The pet care industry is an exploding business, according to the American Pet Products Manufacturers Association. Pet owners are spending more than double that they did a decade ago on items from food and fashion to top-quality health care, the group says. It estimates pet-related spending will top $35.9 billion this year, putting the pet industry ahead of other conventionally popular consumer sectors such as the $20 billion spent on toys in 2004 or the $24 billion on candy.

“We get divorced now at higher rates. Our kids grow up and move away. But the pets remain,” says Nancy Peterson of the Pets for Life program at the Humane Society of America. “When I come home from work and my old cat greets me at the door, I need no further proof of the value of the relationship.”

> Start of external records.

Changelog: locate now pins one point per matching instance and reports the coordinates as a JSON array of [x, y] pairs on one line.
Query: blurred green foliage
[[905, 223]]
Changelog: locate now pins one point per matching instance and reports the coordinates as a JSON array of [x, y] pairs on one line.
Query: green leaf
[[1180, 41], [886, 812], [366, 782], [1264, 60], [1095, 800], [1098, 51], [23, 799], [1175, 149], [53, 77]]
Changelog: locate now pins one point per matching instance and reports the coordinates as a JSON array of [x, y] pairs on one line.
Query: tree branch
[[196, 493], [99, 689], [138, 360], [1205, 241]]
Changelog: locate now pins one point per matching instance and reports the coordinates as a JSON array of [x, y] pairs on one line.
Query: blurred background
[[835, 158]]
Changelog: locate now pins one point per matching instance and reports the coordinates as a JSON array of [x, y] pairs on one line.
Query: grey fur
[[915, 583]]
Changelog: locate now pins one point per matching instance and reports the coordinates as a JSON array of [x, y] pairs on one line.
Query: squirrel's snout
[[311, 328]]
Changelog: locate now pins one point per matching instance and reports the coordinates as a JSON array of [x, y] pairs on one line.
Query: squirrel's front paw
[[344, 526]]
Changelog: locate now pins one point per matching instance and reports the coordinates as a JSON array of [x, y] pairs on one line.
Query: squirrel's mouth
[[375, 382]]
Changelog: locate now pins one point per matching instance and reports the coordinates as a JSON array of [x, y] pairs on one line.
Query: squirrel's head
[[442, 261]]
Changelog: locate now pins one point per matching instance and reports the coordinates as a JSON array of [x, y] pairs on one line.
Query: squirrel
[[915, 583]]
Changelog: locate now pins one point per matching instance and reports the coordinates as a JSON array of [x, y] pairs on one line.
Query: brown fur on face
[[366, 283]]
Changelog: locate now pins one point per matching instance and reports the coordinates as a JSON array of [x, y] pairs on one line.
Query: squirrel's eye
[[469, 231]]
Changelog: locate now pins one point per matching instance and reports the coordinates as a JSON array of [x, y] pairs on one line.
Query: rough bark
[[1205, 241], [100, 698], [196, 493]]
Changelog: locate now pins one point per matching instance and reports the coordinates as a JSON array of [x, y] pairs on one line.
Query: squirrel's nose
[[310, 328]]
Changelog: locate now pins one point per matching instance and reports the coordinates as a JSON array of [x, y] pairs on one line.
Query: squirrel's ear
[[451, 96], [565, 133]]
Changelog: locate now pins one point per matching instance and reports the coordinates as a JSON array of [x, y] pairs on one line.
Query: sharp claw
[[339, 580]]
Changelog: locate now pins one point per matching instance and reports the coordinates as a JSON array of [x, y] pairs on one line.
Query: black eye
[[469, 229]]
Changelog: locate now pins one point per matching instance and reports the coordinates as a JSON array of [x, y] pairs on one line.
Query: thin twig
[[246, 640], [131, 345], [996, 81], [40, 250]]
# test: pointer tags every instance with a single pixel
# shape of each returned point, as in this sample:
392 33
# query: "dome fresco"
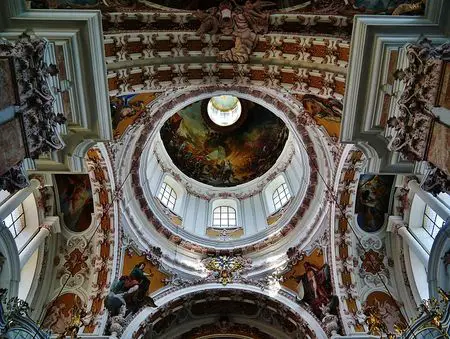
228 158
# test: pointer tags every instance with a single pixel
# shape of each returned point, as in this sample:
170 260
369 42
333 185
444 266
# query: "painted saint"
129 293
314 287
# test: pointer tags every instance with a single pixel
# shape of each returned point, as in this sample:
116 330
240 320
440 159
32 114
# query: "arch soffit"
146 314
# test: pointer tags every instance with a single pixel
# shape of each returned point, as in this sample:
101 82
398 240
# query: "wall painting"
61 311
310 279
385 308
372 201
75 200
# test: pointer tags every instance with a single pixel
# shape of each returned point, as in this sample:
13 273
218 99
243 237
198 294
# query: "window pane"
8 221
167 196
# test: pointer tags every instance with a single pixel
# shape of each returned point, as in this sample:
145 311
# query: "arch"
10 273
437 269
164 300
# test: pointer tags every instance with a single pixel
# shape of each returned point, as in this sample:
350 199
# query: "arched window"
16 221
167 196
224 216
432 222
281 196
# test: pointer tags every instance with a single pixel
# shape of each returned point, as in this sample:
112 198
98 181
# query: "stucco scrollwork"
411 127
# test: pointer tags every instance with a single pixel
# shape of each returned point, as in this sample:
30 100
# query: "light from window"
16 221
432 222
281 196
224 216
167 196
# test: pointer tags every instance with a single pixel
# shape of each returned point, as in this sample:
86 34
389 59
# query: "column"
50 225
396 225
434 203
13 202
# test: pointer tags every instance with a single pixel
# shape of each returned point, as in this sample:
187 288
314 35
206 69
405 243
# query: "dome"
203 148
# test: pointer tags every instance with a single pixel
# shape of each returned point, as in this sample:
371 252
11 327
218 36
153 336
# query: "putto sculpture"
243 22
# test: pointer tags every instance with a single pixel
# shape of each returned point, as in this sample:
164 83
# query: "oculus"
224 156
224 110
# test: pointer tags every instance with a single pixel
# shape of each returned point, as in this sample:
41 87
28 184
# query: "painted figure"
129 293
372 201
314 288
318 108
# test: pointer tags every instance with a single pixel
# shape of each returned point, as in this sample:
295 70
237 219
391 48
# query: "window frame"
13 220
428 218
166 200
281 196
227 211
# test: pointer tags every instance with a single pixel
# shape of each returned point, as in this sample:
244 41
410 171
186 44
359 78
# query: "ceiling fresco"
224 159
126 109
310 279
327 112
323 6
372 201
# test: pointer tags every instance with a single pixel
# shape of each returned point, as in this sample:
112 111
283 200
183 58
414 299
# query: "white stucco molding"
438 270
373 38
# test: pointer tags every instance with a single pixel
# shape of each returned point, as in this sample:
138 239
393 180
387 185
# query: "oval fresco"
75 200
228 158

“I was even more overwhelmed by my dog’s demands,” explains Jerry Sims, 31, of Garden Street. “Mornings begin with frenzied barking at 5. Walks and fetch were out of the question because I work late, and to go to a park means walking five blocks in the dark. Inside, my dog’s preferred activities are chewing on shoes and sinking her razor-sharp teeth into the furniture. It’s tough, but I wouldn’t trade not having him around for anything.”

So is owning a pet good practice for bigger responsibility for possibly having kids down the line?

“Your plans and social life immediately change,” says Connor. “You’re always thinking first before committing to a weekend away or joining a beach house; who will take care of the dog? Can we trust our friends to do a good job or will the dog embarrass us if she stays somewhere else for a weekend or a night? One of us always needs to be there to feed her, walk her, make sure she’s okay…it’s almost the same as having a kid, so I guess it’s good practice from the perspective of sacrifice and thinking beyond your own needs.”


Not now…


Maybe in a year or two…

A dog?

A nice bridge to bigger things to take care of in the future, but without the college fund to worry about…

17th Century poet George Eliot sums up the relationship between humans and man’s best friend best: “Dogs are such agreeable friends–they ask no questions, they pass no criticisms.”